Slide 589

Sheep on the Range, Australia.

Drawer 12



Negative Number: 15986

Latitude: 28.0

Longitude: 146.0

Geographical Classification:
Australia and Islands: Queensland

Card Front:

No part of the world is better suited to sheep raising than Australia. In the interior are grassy plains much like our westen plains, and here great droves of sheep roam at will living on the natural pasturage. Notice the high weeds among which the sheep are standing. Even the forests or bush (as they call them in Australia) furnish good pasture lands, for instead of being covered with decaying leaves the forest floor is carpeted with grass. In many cases leaves are so placed that the sun strikes the edge instead of the broad surface, and the shade is never very dense.
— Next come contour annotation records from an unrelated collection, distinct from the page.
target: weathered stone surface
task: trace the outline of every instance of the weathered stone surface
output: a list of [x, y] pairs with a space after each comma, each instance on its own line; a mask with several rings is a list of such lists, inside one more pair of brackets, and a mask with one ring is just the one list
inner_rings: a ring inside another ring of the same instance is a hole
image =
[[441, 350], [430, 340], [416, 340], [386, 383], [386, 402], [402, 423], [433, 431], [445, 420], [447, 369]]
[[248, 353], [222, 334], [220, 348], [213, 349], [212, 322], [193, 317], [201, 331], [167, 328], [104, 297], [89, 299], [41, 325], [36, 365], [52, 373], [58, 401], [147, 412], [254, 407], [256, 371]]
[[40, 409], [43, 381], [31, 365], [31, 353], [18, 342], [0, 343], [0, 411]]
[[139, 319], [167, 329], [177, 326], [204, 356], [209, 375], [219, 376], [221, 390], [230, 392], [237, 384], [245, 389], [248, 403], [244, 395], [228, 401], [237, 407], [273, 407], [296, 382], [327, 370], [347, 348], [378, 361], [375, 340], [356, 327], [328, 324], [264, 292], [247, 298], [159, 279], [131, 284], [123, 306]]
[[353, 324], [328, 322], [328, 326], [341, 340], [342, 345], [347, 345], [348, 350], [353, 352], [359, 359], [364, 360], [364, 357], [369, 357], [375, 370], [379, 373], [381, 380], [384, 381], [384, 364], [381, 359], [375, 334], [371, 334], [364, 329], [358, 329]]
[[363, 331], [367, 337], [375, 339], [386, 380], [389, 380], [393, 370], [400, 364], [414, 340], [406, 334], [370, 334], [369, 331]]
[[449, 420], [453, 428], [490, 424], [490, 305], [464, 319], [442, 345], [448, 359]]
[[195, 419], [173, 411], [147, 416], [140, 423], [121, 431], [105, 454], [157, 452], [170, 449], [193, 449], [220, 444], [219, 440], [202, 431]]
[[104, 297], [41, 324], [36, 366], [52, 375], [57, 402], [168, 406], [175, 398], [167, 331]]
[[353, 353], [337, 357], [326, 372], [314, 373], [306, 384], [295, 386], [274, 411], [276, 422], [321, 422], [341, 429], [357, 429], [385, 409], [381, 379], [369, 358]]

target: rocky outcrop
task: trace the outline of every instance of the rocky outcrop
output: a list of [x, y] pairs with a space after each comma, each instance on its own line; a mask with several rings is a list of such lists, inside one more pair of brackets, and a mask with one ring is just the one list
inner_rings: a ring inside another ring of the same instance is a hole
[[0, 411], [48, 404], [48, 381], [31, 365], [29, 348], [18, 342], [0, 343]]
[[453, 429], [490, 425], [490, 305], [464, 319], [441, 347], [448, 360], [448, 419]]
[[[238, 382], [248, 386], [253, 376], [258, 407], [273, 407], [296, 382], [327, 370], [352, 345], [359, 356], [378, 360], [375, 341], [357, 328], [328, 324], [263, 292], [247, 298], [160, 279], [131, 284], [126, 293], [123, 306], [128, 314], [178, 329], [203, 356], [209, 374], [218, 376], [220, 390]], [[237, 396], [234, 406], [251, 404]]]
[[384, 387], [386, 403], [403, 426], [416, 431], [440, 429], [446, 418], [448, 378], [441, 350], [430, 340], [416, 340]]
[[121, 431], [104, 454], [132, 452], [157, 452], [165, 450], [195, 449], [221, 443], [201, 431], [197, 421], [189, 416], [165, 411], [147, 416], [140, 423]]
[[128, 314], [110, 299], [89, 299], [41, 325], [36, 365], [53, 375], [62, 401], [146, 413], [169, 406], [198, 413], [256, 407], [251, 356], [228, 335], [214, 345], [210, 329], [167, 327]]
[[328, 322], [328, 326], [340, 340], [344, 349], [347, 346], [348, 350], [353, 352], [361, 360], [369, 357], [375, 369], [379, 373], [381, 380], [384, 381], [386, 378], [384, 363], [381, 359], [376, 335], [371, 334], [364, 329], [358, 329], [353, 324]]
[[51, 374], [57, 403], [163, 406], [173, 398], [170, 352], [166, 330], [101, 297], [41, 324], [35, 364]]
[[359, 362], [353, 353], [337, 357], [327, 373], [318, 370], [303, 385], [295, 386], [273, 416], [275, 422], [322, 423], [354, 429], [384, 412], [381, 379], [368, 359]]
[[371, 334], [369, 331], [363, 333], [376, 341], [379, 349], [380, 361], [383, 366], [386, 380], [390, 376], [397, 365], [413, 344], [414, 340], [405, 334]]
The winters are so mild that animals can graze all the year round. The sheep on the ranges of Australia are of the breed known as merino. They have very fine wool, but they do not make the best grade of mutton. Formely Australians raised them for the wool only, as they were too far

Card Back:

from the markets of Europe to shop meat. The discovery of methods of cold storage transportation has changed this, and now Australian mutton can be sent all over the world. A great improvement in the sheep has takes place; they have been bred to produce both better wool and mutton. Today Australia and the adjacent islands produce more woold than any other continent. It is mostly send to England to be made into cloth. In the early days sheep ran at large on goverment land. Now most of the land belongs to private owners, is fenced off with wire, and each sheep station has its own run or ranch. This scene was photographed in the winter, for there is a light covering of snow on the hillsides. The winter, however, is very short and mild; the summers are long and very hot. In what months does Australia have winter?